O projeto, estimado em R$ 3,8 bilhões, prevê a substituição gradual dos equipamentos convencionais por dispositivos conectados à rede móvel, permitindo leitura remota, acompanhamento detalhado do consumo e detecção de vazamentos. A meta é concluir a implementação até 2029 na capital e até o final desse ano em São José dos Campos.
A iniciativa insere o saneamento básico na agenda de transformação digital que já impacta outros setores da infraestrutura urbana. Com os novos medidores, a Sabesp passará a receber dados automaticamente, eliminando a necessidade de leitura presencial e reduzindo falhas operacionais associadas ao processo manual.
Monitoramento em tempo quase real e alertas ao consumidor
Os hidrômetros conectados permitirão ao usuário acompanhar o consumo de água hora a hora por meio de aplicativo, com atualização baseada nos dados do dia anterior. O sistema também enviará notificações em caso de variações fora do padrão, utilizando canais como aplicativo, WhatsApp e e-mail.
Segundo a Sabesp, a medição mais precisa pode alterar o valor da conta em alguns casos. A orientação é que o consumidor procure os canais oficiais de atendimento caso identifique diferenças após a troca do equipamento. A companhia afirma que a substituição não terá custo para o cliente.
Outro recurso previsto é o alerta antifurto, que identifica tentativas de violação do hidrômetro. Além disso, a implantação inclui mecanismos de macromedição ao longo da rede, permitindo à empresa detectar perdas não visíveis e agir de forma mais rápida na manutenção.
Papel da Vivo na infraestrutura de conectividade
A Vivo será responsável por fornecer a conectividade IoT e integrar os dispositivos aos sistemas de gestão e análise de dados. A operadora destaca que a iniciativa representa um dos maiores projetos de Internet das Coisas voltados à medição de água no mundo, integrando rede móvel e plataformas digitais para dar suporte à operação da Sabesp.

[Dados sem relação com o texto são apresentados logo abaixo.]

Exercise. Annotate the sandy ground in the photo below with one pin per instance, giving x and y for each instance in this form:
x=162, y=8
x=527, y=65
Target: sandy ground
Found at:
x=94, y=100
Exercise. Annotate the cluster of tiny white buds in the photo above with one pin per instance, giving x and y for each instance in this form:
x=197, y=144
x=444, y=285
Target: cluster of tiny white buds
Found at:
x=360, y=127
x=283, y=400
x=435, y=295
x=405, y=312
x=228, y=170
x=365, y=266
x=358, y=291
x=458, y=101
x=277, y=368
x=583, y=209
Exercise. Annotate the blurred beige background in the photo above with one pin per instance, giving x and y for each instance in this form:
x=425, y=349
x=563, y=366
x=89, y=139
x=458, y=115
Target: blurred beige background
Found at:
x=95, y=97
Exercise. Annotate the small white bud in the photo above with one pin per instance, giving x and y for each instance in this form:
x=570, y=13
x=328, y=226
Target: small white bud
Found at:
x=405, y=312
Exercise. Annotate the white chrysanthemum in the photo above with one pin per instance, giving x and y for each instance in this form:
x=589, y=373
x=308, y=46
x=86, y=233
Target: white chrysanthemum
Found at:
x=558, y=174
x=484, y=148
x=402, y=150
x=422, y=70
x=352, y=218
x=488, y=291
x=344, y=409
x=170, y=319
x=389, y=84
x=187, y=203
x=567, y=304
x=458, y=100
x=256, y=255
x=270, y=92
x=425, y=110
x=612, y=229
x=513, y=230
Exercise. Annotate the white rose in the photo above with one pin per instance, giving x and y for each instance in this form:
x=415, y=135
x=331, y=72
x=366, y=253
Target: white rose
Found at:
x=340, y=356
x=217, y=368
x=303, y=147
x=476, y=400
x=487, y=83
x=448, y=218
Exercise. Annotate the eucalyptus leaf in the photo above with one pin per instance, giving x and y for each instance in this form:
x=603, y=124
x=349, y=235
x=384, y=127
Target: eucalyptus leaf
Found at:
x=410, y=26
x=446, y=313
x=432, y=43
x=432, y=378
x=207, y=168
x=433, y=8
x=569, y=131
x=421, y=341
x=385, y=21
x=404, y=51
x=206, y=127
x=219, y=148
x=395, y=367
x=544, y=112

Executivos das duas companhias afirmam que a digitalização tende a ampliar a transparência no consumo e contribuir para a redução de perdas hídricas, tema que ganha relevância em um cenário de chuvas abaixo da média histórica e pressão sobre os reservatórios.
Cronograma e orientações à população
Como citamos no início dessa matéria, em São José dos Campos, a previsão é atingir 100% dos imóveis com medição digital ainda em 2026. Na capital paulista, a implantação será escalonada até 2029.
A Sabesp informa que os moradores serão comunicados previamente sobre a substituição e que as equipes estarão identificadas com uniforme e crachá.
A expectativa das empresas é que o projeto consolide um novo padrão de gestão no saneamento, combinando conectividade, análise de dados e monitoramento contínuo.
Para o setor de telecomunicações, a parceria reforça o avanço das aplicações de IoT em serviços públicos de grande escala.